Thursday, August 5, 2010

Books, binding

I forgot last week (but remembered today, since Mondays and Thursdays are my ride-the-bus-and-seriously-catch-up-on-reading days) to mention the third ball in my literary juggling act, where I’m currently in Beach Books on a Bus mode (ball one) but also trying to save some choice beach books for the actual beach vacation coming up in a little over two weeks (ball two). Completing the trifecta is my tendency to pick up books which I want to read but I consider too serious, weighty or scholarly to qualify for BBB or the OBX. So not only am I overthinking the divvying up of the light and outdoor-friendly reading I have on hand and the acquisition of more to last me through summer’s end, but I’m also actively acquiring volumes which specifically need to be set aside until a later date.

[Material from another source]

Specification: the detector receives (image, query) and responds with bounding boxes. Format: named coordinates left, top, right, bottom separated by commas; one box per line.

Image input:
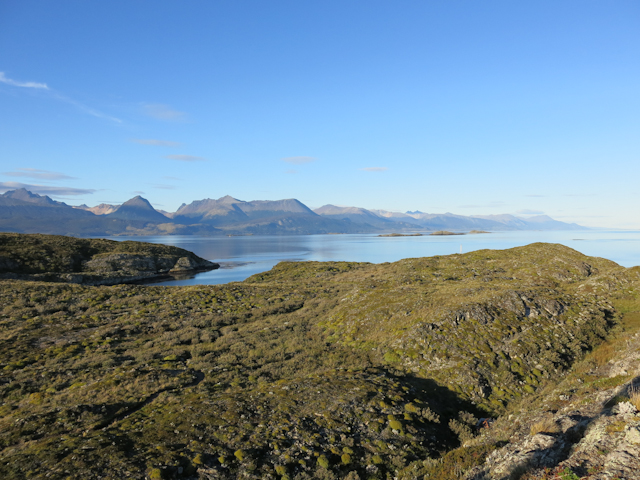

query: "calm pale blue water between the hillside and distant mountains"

And maybe the existence of those class 3 books was already implied, but I just wanted to take a moment to highlight my obsessive attention to everything-in-its-place (oh THAT’s where the little guy gets it!) and note that I am, as of this summer, 14 years out of college.

Excuse me a moment … AAAAAAAHHHHHHHHHHHHHHHHHHHH

I'm not a big fan of Pink Floyd but even I have to give it up for The Wall.
Yes, 14 years out of college (which means in a mere three years I will have been out of school longer than I was ever in, including kindergarten) and yet September is always the Back To School month in my mind. No, this is not a backhanded introduction to a twelve-part series of blog posts on What Each Month Means To Me (because honestly quite a few tend to blend together, I’m looking at you, Marprilay) but the persistence of what September signifies to me is remarkable. And to the point at hand, that means not only do I tend to go for the frothiest, genre-ghettotastic-est books possible during the hot-n-hazy days and deliberately hoard other books for the autumn and winter, but it really means that when September comes I specifically enjoy the feeling of abruptly shifting into a completely different book-consumption gear altogether. It’s not enough to go from sword-and-sorcery larks in August to a contemplative modern novel or a spot of pop science after Labor Day. I crave something that feels like homework, a neglected Western Canon Classic or something gruelingly po-mo. So there’s not simply beach books and non-beach books in the Dewey Decimal System of my mind, but beach books for the commute and beach books for the real beach and non-beach books for any old time and non-beach books specifically to ameliorate my wistful longings for academia at the approach of the equinox.

Seriously, I should have majored in something a little simpler, like tax accounting.